Jaclyn Dwyer earned an MFA from the University of Notre Dame and PhD in creative writing from Florida State University. Her work has appeared in Electric Literature, Ploughshares, Cincinnati Review, Blackbird, The Pinch, and Prairie Schooner, among others. Her poetry collection, The Bride Aflame, was published by Black Lawrence Press. Dwyer lives in Thibodaux, Louisiana, with her husband and four small children.

Matthew Fiander’s fiction has appeared in Story, Mid-American Review, Willow Springs, The Massachusetts Review, South Carolina Review, and elsewhere. He was a longtime music writer and editor for PopMatters and other outlets. His debut novel, Ringing in Your Ears, was published by Main Street Rag/Mint Hill Books. Fiander currently lives and works in Winston Salem, North Carolina.

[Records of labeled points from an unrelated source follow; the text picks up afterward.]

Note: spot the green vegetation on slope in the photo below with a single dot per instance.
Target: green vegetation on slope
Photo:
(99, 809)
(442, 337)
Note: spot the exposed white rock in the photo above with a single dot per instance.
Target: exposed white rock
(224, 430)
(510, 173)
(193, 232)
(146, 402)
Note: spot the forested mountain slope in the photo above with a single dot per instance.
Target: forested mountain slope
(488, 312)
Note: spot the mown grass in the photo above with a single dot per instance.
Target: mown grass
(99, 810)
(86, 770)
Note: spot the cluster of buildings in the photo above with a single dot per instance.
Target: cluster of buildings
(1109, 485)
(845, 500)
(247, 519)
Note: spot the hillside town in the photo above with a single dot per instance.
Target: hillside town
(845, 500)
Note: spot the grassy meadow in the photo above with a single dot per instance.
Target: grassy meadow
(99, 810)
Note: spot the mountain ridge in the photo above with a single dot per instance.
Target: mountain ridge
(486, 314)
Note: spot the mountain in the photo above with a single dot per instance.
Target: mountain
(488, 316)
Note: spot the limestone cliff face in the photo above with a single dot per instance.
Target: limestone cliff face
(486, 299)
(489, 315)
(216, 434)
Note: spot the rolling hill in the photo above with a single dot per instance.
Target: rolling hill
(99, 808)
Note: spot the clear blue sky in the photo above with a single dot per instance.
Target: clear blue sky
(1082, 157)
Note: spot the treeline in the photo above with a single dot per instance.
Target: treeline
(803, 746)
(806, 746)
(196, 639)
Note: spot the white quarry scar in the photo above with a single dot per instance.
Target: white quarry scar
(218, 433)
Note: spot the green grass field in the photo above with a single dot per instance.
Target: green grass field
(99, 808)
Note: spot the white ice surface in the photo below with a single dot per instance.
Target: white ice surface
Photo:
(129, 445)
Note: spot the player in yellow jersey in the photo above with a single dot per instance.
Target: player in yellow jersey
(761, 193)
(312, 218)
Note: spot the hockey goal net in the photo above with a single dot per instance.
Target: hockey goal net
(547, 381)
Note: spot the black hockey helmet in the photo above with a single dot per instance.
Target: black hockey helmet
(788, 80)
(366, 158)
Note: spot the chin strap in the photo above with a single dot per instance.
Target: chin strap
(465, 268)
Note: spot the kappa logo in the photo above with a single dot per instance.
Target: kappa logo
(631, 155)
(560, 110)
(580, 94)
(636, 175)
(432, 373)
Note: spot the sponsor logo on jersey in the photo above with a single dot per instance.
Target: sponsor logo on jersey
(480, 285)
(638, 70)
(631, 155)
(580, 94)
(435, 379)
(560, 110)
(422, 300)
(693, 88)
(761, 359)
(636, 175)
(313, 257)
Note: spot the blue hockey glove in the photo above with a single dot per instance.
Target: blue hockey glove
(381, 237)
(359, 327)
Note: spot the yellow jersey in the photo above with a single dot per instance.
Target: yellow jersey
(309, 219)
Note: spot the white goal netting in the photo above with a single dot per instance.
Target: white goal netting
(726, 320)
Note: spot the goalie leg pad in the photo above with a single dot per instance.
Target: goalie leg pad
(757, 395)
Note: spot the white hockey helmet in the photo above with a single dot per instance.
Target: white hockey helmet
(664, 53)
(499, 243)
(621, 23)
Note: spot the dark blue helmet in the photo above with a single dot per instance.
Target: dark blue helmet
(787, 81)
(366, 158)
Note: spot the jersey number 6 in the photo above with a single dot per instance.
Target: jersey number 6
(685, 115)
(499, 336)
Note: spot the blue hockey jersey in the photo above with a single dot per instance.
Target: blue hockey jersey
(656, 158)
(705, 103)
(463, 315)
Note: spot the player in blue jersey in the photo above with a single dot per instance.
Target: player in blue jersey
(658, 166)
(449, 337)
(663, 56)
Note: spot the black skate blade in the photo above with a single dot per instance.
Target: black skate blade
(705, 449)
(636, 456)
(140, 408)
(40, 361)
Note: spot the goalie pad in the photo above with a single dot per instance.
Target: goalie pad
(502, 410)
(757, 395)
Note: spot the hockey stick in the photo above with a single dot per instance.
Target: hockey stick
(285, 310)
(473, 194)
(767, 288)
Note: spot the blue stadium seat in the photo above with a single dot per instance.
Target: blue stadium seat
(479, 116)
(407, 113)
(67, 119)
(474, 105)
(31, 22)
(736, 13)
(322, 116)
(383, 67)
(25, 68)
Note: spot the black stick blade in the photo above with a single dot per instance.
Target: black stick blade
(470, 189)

Richard Holinger’s work has appeared in Chicago Quarterly Review, Iowa Review, Southern Review, Hobart, Chautauqua, and Cimarron Review. Books include North of Crivitz (poetry) and Kangaroo Rabbits and Galvanized Fences (essays). He has taught English and creative writing on several academic levels, holds a PhD in creative writing from the University of Illinois Chicago, and lives northwest of Chicago where an occasional fox, deer, turkey, blue heron, and eagle pass through.

Damien Roos received his MFA in creative writing from The New School and has recently completed his first novel, Church of the New Light. His work has appeared in such outlets as New South Journal, Gravel, and The Colorado Review. Roos lives in Asheville, North Carolina, with his wife and two pets.

Sam Simas is a queer Luso-American writer and translator. His stories have appeared in Copper Nickel, Hunger Mountain, Puerto del Sol, Sycamore Review, and other literary magazines. His writing has won Copper Nickel’s Editor’s Prize for Prose, as well as first-place in CRAFT Literary’s First Chapters Contest. He is a PhD candidate in fiction at the University of Cincinnati and the fiction editor for the Ocean State Review.

Tom Sokolowski completed an MFA at the University of Central Florida. He’s currently a PhD candidate at Florida State University, and his fiction is featured or forthcoming in The Masters Review, Prime Number Magazine, Shenandoah, and elsewhere. A veteran of the Florida Army National Guard, he lives in Tallahassee and is married to the poet Olivia M Sokolowski.

Sarah Walker was the 2017 Dennis Lehane Fiction Fellow at the Solstice MFA creative writing program. Her work has appeared in Carolina Quarterly, Cleaver, Colorado Review, CutBank, Maudlin House, and New Limestone Review, among others. She was a finalist for the 2022 Robert Day Fiction Award and the 2023 Iron Horse Long Story Prize. Her fiction has been supported by the Tin House Workshop and the Massachusetts Cultural Council.